About the Exhibition
Marking a quarter of a century since the September 11, 2001 attacks, the Flaten Art Museum highlights a print series from its collection: Thirty-Six Views of One World Trade Center by St. Olaf alumna Brenda Berkman ’73. Berkman — the sole named class plaintiff who opened the New York City Fire Department to women firefighters in 1982 — was a fire officer and first responder at the World Trade Center on 9/11, witnessing the destruction and loss that reverberated across the country.
Produced over three years, Berkman’s series of lithographs presents 36 vantage points of the construction of One World Trade Center in New York City from locations across the five boroughs and New Jersey. In black and white, the lithographs chronicle One World Trade Center’s construction through all the seasons within its built and natural environment. By tracking the changing skyline, Berkman centers literal rebuilding as an act of reflection on grief, resilience, and what it means to rebuild from catastrophic loss.
St. Olaf’s current students are among the 100 million Americans with no living memory of September 11, born into a world already shaped by its aftermath. To mark the 25th anniversary, St. Olaf will offer academic courses and programming that explore the attacks, their larger historical context, their contested legacies, and the ongoing questions they raise about security, civil liberties, identity, and the reverberations of US policy at home and abroad. Co-presented by the Flaten Art Museum, Svoboda Center for Civic Engagement, the Institute for Freedom and Community, the History Department, the Art and Art History Department, and the Piper Center for Career and Vocation, these offerings invite students and the broader community to engage with a history that is both distant and unfinished.






Programming
More information regarding programming to come.


About the Artist
In 1982, Brenda Berkman won her landmark sex discrimination case against the New York City Fire Department (FDNY) and became one of the FDNY’s first women firefighters. For 25 years, she served the City as a firefighter and fire officer, rising to the rank of Captain. Berkman was a first responder at the World Trade Center on September 11, 2001. Her career is featured in the PBS documentary Taking the Heat. Berkman continues to mentor girls and young women both in firefighting and other non-traditional work and is also a volunteer tour guide at the 9-11 Memorial. Her fire service career is the subject of the 2021 children’s book Send a Girl! authored by Jess Rinker and illustrated by Meg Hunt.
On retiring from the FDNY in 2006, Brenda began to study printmaking at the Art Students League, where she quickly fell in love with stone lithography. Berkman has always been eager to collaborate with other artists. She created a collaborative art project commemorating the tenth anniversary of 9/11 involving 12 other artists. In 2013, she began the series of stone lithographic prints Thirty-six Views of One World Trade Center to commemorate the 15th anniversary of 9/11 and document the rebuilding of lower Manhattan. Drawing and printing hundreds of stone lithograph prints of 36 iconic views of the new One World Trade Center over the course of three years, Berkman’s series has been collected by the 9/11 Memorial and Museum, St. Olaf College, and a private collector. View a short video about the 36 Views project and browse her artworks at brendaberkmanartworks.com.
Continuing to put her training in history (B.A. St.
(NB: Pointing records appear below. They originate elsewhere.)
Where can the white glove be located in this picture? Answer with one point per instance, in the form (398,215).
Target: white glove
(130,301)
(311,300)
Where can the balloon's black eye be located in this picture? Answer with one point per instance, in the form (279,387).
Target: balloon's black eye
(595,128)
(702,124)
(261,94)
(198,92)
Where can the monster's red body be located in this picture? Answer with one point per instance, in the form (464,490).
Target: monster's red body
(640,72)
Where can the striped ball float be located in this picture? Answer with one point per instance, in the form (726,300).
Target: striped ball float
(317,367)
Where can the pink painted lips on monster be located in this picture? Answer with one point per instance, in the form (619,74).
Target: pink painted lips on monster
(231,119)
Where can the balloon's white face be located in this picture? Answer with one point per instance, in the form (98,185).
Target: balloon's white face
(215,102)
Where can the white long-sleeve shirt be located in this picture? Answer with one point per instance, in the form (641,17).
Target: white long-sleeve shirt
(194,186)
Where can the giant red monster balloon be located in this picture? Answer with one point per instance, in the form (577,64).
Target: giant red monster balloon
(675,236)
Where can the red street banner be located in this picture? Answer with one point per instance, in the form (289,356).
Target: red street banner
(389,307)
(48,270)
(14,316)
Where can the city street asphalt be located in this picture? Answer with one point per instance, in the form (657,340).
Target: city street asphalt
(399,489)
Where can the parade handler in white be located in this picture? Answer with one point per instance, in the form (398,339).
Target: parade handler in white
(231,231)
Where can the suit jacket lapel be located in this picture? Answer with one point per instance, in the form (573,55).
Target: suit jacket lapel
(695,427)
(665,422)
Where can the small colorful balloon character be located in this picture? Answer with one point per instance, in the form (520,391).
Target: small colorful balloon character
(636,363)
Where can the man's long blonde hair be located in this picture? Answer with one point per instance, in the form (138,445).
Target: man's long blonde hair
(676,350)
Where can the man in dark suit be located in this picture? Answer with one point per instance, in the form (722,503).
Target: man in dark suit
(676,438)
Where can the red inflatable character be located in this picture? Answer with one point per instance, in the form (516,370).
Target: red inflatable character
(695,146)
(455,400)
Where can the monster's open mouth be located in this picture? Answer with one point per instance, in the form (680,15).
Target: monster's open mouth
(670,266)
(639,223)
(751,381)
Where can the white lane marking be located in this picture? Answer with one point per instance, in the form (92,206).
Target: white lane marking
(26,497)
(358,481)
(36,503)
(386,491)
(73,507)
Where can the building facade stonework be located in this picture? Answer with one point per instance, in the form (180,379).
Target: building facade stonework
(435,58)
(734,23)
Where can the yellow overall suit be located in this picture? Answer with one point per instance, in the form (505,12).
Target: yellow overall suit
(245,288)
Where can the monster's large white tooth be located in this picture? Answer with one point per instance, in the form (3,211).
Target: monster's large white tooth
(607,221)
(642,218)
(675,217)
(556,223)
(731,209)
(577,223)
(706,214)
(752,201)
Olaf College; M.A. Indiana University) and law (J.D. NYU) to use, Berkman also serves on the Board of Directors of Monumental Women (MW), dedicated to honoring women and people of color in public spaces. On the 100th anniversary of the 19th Amendment on August 26, 2020, she coordinated the unveiling of MW’s Women’s Rights Pioneers Monument in the midst of the pandemic, the first statue of real women in the 167-year history of Central Park. This past August 26, 2021, Berkman was a co-creator of Monumental Women’s Women’s Rights History Trail — the first history trail in all five boroughs to focus on historical New York City women’s vast and varied contributions to the City and to the world.
Thirty-Six Views of One World Trade Center was purchased by the Flaten Art Museum through funds from Greg ’77 and Lisa Nave Buck ’77, Christie Hawkins, John Saurer, and the Flaten Art Museum.